A new Berkeley Lab report, “Electricity Bill Savings from Residential Photovoltaic Systems: Sensitivities to Changes in Future Electricity Market Conditions” explores long-term uncertainties in the utility bill savings that customers receive from photovoltaic (PV) systems. Specifically, the report evaluates how changes to wholesale electricity market conditions may impact retail electricity prices and rate structures, and how those changes may in turn affect the bill savings that customers with PV receive under net metering and other kinds of compensation mechanisms.
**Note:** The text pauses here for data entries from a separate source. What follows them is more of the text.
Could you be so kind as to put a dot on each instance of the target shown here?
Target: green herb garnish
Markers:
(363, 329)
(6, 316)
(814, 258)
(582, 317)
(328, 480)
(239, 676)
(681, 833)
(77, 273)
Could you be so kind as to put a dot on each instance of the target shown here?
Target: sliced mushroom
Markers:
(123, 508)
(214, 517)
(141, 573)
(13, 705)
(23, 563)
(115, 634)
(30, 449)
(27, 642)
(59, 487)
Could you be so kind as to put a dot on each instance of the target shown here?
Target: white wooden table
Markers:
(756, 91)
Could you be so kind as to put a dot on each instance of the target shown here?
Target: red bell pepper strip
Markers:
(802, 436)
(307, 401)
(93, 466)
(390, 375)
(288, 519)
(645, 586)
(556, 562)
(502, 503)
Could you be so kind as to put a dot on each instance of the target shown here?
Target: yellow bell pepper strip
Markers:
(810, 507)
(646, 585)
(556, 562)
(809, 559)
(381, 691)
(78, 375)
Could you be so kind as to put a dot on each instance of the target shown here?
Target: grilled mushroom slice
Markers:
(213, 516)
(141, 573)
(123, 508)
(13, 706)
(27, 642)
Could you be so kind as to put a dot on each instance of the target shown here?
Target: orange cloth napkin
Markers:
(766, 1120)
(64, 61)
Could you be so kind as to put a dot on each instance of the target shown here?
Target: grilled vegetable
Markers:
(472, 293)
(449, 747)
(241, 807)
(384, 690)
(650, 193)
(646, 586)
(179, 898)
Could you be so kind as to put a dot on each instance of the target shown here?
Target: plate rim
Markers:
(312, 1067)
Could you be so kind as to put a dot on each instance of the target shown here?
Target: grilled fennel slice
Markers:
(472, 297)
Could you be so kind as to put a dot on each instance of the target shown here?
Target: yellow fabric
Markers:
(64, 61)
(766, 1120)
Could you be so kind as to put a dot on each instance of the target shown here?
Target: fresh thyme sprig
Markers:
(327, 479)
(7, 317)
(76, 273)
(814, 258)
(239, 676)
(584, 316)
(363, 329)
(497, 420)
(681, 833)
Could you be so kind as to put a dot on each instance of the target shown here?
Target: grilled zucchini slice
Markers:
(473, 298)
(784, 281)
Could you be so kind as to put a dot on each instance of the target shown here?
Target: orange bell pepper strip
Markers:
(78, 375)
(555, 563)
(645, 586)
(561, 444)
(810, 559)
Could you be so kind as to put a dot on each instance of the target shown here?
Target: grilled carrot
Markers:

The analysis relies on a production cost and capacity expansion model to project hourly wholesale electricity market prices under a range of potential electricity market scenarios, using California as a case study. The scenarios include various levels of renewable and solar energy deployment, high and low natural gas prices, the possible introduction of carbon pricing, and greater or lesser reliance on utility-scale storage and demand response. Based on the wholesale electricity market prices generated by the model, we then develop three residential retail rate structures (flat volumetric rates, time-of-use, and real-time pricing) for each electricity market scenario, using standard retail rate design principles. Finally, we estimate the utility bill savings from PV for 226 California residential customers, for each scenario and retail rate structure, under both net metering and an alternative PV compensation mechanism.
While some of the findings are specific to the particular assumptions and setting used in the research, they demonstrate that uncertainties in future electricity market conditions, retail rate structures, and the availability of net metering can interact to greatly impact the future value of bill savings from residential PV. In particular, the principal findings of the analysis include: • The utility bill savings from residential PV increase with higher levels of renewables on the grid, if compensated via a flat rate with net metering.
• Under all other rate options and compensation mechanisms evaluated in this report, however, the bill savings from residential PV decline with increasing solar penetration levels on the grid.
• Among the three retail rate structures considered, the time-of-use rate provides the greatest bill savings value under electricity market scenarios with relatively low solar penetration levels on the grid, while the flat rate provides the greatest bill savings under high solar penetration scenarios.
• With high solar penetration levels on the grid, the bill savings from residential PV increase with greater deployment of grid storage, demand response, or concentrated solar power with storage.
• Across all of the electricity market scenarios considered, the bill savings are significantly eroded if, instead of net metering, generation from behind-the-meter PV exported to the grid is compensated at hourly wholesale prices.
• Inclining block pricing (a fourth retail rate structure, included only peripherally within our analysis) can lead to variations in the value of bill savings across customers that are even more significant than the variations associated with the electricity market scenarios, retail rate structures, and compensation mechanisms considered elsewhere within the analysis.